Catching Up With Cousteau
I met Philippe Cousteau, Jr., last fall at the Fast Company Innovation Festival in New York City. He had just finished participating in a panel discussion titled, “Oceans vs. Space: Which is Really the Final Frontier?”
Although he was in a time crunch to catch a plane, Philippe didn’t rush out the door. Instead, he lingered to talk and have his picture taken with an eager student, who had been waiting patiently for him. Watching his interaction with the young boy and the rapt attention he gave to every word, I immediately recognized their enthusiasm was mutual.
The personality and passion Philippe projects for the camera or when on-stage is no act. This guy is genuine. There were no cameras or crowds to impress while he spoke with this young fan. Yet he was thoroughly engaged and showed he really cared about what the student had to say.
Right then I knew I had to invite Cousteau to do a Nerd Profile.

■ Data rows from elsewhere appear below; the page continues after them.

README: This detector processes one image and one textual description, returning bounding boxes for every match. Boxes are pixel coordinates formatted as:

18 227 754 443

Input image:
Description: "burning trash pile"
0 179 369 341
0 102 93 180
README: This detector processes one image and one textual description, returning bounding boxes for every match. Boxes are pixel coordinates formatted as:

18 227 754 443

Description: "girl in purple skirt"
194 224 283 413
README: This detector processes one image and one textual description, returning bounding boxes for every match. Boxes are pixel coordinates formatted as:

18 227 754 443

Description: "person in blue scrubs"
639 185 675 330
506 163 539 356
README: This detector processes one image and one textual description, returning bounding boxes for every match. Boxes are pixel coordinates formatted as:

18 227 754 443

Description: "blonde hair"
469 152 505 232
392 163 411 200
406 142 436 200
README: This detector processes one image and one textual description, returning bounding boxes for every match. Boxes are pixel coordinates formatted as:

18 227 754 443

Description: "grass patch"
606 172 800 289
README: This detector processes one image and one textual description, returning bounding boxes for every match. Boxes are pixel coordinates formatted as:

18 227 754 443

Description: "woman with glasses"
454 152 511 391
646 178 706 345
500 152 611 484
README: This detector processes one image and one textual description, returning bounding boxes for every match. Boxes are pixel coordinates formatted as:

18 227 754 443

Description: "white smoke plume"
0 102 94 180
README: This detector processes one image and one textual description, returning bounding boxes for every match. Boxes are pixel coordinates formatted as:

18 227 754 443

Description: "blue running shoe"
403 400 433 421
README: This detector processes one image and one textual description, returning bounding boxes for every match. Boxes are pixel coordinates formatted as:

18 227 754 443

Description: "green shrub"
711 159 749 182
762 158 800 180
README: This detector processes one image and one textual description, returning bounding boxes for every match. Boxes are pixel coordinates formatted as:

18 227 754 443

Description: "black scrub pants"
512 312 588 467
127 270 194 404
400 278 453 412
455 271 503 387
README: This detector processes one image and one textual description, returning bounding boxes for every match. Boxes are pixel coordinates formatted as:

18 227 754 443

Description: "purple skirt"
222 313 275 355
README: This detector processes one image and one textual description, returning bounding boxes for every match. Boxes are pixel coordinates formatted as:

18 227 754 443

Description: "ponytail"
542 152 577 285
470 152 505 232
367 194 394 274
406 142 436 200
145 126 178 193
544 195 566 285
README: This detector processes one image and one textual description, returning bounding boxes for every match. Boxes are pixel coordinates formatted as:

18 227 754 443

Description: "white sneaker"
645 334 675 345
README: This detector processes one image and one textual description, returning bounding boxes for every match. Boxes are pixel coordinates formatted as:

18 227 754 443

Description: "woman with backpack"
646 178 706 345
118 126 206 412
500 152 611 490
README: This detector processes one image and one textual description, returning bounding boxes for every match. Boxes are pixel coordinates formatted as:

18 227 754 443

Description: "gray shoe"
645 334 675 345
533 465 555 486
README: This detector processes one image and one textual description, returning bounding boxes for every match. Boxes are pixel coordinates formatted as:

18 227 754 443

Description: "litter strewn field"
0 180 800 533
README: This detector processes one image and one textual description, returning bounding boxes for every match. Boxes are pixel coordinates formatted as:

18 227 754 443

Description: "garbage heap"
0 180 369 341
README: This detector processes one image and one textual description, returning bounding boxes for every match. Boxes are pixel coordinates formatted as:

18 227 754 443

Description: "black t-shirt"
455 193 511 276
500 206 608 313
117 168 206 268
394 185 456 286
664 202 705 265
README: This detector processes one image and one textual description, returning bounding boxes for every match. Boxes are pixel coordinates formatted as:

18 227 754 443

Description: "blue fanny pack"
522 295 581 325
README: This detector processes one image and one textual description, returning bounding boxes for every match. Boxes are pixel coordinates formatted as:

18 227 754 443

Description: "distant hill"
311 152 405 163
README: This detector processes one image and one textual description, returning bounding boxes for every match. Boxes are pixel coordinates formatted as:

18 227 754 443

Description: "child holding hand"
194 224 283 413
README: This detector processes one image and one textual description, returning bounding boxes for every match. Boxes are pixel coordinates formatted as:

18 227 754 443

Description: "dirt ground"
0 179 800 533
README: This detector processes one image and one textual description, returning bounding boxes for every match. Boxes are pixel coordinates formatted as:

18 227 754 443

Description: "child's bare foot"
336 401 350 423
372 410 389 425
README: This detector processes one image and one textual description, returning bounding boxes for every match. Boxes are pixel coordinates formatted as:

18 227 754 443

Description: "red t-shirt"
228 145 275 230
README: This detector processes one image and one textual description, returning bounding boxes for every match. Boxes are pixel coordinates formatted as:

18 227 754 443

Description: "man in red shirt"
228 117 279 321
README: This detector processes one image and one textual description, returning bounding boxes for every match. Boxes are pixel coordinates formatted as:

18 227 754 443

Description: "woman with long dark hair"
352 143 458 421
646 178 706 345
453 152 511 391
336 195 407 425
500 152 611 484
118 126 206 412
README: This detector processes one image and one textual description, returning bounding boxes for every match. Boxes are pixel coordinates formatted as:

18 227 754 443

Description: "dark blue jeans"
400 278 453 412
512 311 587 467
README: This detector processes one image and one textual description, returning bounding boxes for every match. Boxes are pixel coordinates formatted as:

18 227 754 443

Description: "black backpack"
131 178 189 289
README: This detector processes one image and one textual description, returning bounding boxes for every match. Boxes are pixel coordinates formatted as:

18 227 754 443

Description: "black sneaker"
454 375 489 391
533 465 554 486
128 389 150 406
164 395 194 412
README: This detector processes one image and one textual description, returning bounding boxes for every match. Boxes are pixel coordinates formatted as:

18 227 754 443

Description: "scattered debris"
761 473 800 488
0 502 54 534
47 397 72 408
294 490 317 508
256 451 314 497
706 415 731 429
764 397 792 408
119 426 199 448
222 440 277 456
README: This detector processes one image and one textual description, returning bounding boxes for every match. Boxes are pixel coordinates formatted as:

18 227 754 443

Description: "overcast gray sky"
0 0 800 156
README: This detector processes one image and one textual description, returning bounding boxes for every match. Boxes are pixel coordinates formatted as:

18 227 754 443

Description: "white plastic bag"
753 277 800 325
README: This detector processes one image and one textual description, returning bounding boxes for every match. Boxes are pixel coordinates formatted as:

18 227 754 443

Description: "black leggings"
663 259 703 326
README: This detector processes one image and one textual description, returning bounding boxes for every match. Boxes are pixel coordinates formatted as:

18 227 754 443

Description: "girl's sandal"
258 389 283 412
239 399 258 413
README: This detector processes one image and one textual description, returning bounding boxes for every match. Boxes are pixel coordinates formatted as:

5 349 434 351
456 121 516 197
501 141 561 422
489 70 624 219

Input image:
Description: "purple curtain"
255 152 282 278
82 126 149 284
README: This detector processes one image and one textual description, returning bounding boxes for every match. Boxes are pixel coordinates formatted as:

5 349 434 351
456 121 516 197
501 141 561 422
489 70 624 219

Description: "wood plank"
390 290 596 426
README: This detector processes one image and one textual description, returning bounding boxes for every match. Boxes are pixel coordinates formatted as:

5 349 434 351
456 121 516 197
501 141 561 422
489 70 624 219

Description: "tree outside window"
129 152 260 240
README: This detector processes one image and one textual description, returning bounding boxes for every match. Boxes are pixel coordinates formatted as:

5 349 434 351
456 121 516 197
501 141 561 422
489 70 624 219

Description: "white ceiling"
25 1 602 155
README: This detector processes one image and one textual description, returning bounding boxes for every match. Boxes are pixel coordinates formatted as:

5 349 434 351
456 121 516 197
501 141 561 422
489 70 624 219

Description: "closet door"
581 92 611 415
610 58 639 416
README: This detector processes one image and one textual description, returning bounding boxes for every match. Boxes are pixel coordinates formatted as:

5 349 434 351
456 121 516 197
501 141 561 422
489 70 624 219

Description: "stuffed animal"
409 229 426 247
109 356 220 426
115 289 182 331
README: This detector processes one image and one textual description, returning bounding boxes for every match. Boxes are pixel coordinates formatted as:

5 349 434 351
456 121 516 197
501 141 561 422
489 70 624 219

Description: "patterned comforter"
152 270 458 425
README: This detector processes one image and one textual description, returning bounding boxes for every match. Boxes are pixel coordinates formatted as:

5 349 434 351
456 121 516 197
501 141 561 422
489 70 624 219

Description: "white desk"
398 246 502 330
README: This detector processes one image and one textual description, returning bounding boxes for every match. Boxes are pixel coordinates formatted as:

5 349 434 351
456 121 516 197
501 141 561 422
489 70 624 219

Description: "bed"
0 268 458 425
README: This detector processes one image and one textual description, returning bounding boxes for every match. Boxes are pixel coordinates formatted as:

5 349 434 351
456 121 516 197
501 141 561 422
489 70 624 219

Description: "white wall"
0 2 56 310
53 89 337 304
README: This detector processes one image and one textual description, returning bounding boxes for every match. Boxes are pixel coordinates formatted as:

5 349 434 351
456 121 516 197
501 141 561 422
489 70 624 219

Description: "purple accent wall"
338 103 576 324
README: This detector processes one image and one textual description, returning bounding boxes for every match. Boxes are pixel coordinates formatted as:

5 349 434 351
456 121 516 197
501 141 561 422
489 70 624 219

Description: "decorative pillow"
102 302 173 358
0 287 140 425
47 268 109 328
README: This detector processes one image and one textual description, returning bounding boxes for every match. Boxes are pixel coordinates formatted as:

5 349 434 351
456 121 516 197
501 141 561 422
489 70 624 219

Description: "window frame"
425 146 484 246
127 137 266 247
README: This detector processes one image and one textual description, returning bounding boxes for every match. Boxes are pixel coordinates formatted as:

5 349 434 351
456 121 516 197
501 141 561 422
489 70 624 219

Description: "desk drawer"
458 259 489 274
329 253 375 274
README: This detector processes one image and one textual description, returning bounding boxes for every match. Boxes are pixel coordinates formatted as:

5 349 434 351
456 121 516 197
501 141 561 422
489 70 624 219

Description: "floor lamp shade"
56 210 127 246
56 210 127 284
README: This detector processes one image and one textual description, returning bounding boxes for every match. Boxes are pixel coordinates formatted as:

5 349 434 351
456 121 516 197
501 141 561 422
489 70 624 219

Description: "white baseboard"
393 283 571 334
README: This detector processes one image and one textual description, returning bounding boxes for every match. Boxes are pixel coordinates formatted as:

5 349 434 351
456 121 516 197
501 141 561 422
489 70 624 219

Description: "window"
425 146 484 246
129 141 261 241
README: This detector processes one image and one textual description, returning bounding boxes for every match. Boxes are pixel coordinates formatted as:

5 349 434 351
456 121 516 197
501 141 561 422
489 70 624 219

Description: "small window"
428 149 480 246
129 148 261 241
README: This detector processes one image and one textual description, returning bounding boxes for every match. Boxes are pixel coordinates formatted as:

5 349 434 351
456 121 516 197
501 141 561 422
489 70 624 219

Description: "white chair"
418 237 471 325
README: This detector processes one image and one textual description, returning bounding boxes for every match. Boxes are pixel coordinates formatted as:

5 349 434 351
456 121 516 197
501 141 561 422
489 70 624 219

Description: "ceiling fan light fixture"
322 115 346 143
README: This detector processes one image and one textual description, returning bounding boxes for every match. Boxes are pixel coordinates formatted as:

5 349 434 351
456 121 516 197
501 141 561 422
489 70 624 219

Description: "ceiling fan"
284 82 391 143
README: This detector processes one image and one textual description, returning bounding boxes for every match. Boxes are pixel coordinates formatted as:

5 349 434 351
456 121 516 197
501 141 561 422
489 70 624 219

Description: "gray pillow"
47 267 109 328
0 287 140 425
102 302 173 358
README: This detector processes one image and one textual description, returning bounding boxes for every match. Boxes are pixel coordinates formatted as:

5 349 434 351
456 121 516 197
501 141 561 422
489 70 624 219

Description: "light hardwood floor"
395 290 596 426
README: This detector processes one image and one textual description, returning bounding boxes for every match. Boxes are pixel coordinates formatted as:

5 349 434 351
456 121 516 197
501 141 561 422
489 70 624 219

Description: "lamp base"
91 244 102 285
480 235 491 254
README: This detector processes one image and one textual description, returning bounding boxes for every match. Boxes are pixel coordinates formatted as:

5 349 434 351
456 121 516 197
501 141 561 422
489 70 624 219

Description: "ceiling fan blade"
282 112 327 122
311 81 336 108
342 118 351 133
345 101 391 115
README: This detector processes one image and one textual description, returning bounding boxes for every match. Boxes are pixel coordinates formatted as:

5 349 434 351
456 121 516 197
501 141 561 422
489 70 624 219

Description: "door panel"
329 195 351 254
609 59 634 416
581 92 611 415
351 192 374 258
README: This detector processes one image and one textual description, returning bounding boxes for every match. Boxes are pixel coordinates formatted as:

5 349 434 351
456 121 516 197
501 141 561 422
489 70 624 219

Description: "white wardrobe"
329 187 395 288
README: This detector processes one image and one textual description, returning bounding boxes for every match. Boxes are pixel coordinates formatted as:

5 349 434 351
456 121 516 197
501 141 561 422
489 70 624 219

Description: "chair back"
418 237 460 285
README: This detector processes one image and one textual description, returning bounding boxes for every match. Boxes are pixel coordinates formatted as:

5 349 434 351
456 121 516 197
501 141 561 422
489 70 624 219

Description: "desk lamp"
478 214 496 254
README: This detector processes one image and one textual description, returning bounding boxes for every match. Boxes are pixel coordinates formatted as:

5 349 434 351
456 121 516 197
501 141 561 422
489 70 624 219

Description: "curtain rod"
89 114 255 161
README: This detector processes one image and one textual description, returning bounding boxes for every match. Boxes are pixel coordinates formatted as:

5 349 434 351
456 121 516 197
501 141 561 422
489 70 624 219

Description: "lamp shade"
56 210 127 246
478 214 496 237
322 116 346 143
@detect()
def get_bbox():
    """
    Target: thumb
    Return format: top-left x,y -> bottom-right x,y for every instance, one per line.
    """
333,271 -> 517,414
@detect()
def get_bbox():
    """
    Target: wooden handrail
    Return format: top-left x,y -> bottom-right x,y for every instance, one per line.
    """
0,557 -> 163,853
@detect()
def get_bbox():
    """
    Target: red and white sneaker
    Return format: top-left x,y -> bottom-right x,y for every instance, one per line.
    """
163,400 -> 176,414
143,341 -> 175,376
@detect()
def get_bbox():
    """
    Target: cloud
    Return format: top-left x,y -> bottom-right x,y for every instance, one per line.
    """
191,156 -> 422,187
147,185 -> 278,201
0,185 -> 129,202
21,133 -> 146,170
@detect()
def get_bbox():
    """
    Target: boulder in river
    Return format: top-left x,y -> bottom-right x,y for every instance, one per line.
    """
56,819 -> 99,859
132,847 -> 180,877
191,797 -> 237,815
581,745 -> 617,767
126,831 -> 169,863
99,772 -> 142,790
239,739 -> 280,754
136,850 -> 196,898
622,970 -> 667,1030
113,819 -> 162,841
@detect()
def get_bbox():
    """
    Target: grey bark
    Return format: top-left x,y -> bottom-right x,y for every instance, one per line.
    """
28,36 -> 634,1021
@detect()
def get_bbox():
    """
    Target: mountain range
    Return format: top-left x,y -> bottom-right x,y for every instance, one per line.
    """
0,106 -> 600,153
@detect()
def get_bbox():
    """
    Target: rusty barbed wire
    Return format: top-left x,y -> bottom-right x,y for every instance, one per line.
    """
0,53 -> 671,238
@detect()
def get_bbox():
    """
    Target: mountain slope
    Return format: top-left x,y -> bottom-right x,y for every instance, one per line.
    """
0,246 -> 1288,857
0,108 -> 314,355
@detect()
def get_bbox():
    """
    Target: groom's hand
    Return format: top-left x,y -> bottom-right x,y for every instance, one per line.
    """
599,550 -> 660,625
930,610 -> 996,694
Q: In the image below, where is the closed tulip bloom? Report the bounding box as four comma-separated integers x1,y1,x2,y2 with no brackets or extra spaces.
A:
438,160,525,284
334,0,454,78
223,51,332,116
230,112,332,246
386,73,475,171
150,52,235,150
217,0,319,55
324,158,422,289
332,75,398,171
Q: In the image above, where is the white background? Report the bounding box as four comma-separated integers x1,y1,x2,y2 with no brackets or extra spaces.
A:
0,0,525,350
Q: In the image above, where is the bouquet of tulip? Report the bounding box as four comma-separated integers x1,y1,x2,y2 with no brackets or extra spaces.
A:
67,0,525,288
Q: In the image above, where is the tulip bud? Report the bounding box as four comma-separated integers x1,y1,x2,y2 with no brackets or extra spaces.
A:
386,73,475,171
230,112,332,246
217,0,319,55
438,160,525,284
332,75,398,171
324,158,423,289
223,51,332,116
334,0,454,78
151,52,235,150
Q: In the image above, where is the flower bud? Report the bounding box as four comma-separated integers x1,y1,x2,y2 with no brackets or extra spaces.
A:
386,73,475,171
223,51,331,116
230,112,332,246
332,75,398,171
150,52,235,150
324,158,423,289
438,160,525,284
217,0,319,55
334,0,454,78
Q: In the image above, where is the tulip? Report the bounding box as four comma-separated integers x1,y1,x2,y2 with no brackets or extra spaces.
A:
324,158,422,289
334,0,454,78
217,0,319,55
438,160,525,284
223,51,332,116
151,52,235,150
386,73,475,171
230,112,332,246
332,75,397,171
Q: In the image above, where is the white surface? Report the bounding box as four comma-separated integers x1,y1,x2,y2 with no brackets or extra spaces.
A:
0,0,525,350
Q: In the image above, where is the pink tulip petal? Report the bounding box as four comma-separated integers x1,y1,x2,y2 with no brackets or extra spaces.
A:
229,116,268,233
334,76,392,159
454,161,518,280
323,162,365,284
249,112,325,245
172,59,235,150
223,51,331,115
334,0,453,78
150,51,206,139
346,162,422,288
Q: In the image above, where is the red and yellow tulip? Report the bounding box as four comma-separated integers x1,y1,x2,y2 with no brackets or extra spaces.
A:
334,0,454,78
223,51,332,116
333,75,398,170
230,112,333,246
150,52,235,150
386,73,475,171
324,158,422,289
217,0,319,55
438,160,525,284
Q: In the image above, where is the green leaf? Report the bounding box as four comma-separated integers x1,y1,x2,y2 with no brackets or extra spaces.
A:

Because Philippe is such an energetic, charismatic, and high-profile personality with a healthy media platform from which to share his and EarthEcho’s environmental vision, his multifaceted career is helping to fulfill an often overlooked but vital role in the STEM/STEAM food chain: that of STEM communicator.
If you’ve ever seen one of his news segments on CNN or shows on Hulu, Fox, Great Big Story.com, and Discovery Channel, you know Cousteau, like his grandfather and father before him, gets his important messages across credibly, effectively, and with a just the right amount of artistic flair. He doesn’t just want kids to momentarily appreciate the beauty of far-flung places around the world. He also wants to mobilize, equip, and work hands-on with young citizen scientists, offering them the knowledge, technologies, and resources they need to actually help save the planet, one community at a time.
I waited my turn in the wings, hoping Cousteau might spare another minute for me before he had to leave. When he’d finished his visit with the boy, I quickly introduced myself and told him I thought Raising Nerd’s audience would benefit from hearing his story since our organizations shared some common goals:
- Inspiring kids to be active
- Engaging kids in a variety of creative STEM opportunities, and
- Encouraging kids to explore, ask questions, and pursue their true passions.
Cousteau graciously accepted my interview request, asked for my business card, and said he or someone from EarthEcho would get back in touch. Four months later, I was finally able to wedge a Nerd Profile onto his crazy travel and production schedule. And now, as Earth Day 2017 (Saturday, April 22) approaches along with the March for Science, what better time to share his Nerd Profile with you and your Nerds?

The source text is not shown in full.